Joe Oliver dit qu’il gardera les taux hypothécaires à l’oeil

La Banque de Montréal avait soulevé l’ire de l’ex-ministre des Finances, Jim Flaherty, en réduisant ses taux hypothécaires l’an dernier.
Photo: La Presse canadienne (photo) Adrian Wyld La Banque de Montréal avait soulevé l’ire de l’ex-ministre des Finances, Jim Flaherty, en réduisant ses taux hypothécaires l’an dernier.
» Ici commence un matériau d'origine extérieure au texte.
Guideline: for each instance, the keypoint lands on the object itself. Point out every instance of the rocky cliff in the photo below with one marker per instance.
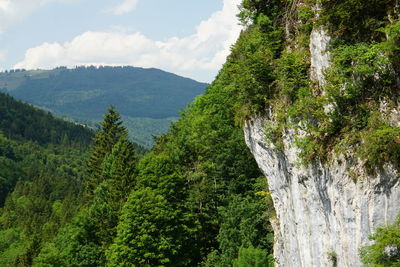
(325, 210)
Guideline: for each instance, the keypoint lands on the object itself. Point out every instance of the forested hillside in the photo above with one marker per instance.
(198, 197)
(148, 99)
(42, 163)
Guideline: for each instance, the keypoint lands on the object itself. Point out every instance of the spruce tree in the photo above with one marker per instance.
(110, 132)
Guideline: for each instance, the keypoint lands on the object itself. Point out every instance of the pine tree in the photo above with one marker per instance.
(110, 132)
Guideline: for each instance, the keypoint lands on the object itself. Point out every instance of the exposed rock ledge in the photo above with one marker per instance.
(323, 214)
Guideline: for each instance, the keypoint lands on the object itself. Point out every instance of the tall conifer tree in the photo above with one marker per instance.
(111, 131)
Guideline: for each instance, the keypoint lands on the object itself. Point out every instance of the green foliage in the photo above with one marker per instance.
(356, 20)
(253, 257)
(244, 223)
(151, 232)
(109, 133)
(381, 145)
(385, 251)
(21, 121)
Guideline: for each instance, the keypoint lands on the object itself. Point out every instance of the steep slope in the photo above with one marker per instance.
(42, 162)
(148, 98)
(327, 137)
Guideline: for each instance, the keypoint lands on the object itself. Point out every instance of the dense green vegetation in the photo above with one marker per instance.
(41, 170)
(274, 61)
(385, 251)
(150, 98)
(197, 198)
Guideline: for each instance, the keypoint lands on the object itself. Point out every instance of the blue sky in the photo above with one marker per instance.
(188, 37)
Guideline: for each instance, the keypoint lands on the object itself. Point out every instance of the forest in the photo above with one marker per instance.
(148, 99)
(74, 197)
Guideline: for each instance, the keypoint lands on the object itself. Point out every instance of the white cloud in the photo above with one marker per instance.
(125, 7)
(198, 56)
(3, 55)
(12, 11)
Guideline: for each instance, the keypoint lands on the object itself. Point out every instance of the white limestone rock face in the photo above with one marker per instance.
(325, 212)
(322, 211)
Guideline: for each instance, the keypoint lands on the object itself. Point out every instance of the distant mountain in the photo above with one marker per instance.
(147, 99)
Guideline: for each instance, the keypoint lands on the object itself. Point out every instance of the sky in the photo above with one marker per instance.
(188, 37)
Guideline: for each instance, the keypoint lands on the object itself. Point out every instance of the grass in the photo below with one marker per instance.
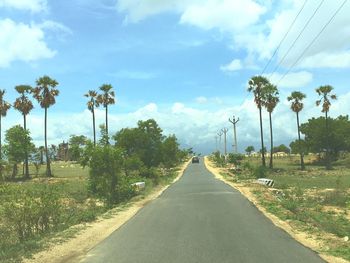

Les autres banques vont-elles suivre ? Pour une deuxième année, la décision de la Banque de Montréal d’amener ses taux hypothécaires sous la barre des 3 % fait des vagues et incite Ottawa à garder l’oeil sur la situation.

 

Le geste de la Banque de Montréal est survenu une semaine après le départ du ministre des Finances, Jim Flaherty, dont un des faits marquants a été de resserrer les règles afin de prévenir une surchauffe immobilière.

 

De façon précise, la Banque a fait passer de 3,49 % à 2,99 % le taux sur ses prêts hypothécaires de cinq ans.

 

L’an dernier, la décision de la Banque d’abaisser ses taux lui avait valu un appel téléphonique du ministre lui-même, dont le personnel avait aussi appelé Manuvie pour les mêmes motifs. Manuvie avait annulé sa décision.

 

« Notre gouvernement a adopté des mesures dans le passé pour réduire l’endettement des consommateurs et l’exposition du gouvernement au marché du logement », a dit hier Joe Oliver, qui a hérité du ministère des Finances la semaine dernière.

 

« De 2008 à 2012, nous avons adopté des mesures à quatre reprises. Les budgets de 2013 et de 2014 ont annoncé des mesures additionnelles pour réduire l’exposition du gouvernement au marché du logement », a dit le ministre dans une déclaration transmise par courriel. « Je vais continuer de surveiller étroitement le marché. »

 

En point de presse avec des journalistes, le ministre Oliver a dit qu’il avait eu une conversation avec le chef de la direction de la Banque de Montréal, Bill Downe, au sujet de la décision de la Banque. Le ministre a laissé entendre qu’il n’a pas essayé de convaincre M. Downe de renverser la vapeur.

 

La Banque de Montréal a dit que la décision découle simplement du « fait que le rendement des obligations a baissé ». Aussi, l’établissement a fait remarquer que la fin de l’hiver coïncide avant une période d’activité à la hausse dans le marché de l’immobilier, car les acheteurs reprennent les recherches en vue d’un déménagement estival.

 

Selon Marc Van Audenrode, professeur associé au Département d’économique de l’Université de Sherbrooke, Ottawa n’a pas à intervenir dans l’évolution des taux hypothécaires. « Pour un gouvernement conservateur, je trouve ça interventionniste », a-t-il dit.

 

De passage à Montréal en avril 2013, M. Downe avait affirmé lors d’un point de presse que le ministre Flaherty avait voulu à l’époque faire valoir certaines préoccupations.

 

« La crainte du ministre était qu’une baisse des taux hypothécaires permette à des gens d’emprunter alors qu’ils n’en ont pas les moyens », avait dit M. Downe. La Banque, selon lui, voulait permettre aux gens de réduire la durée d’amortissement de leur hypothèque. « L’important est la qualité des emprunteurs. »

1 commentaire
  • François Dugal - Inscrit 28 mars 2014 07 h 58

    1981

    En 1981, les taux hypothécaires étaient les suivants:
    1an, 22%
    3 ans, 20%
    5 ans, 18%
    Dites-moi pourquoi le gouvernement fédéral ne surveillait pas ces taux usuraires qui ont fait perdre leur maison à des milliers de canadiens?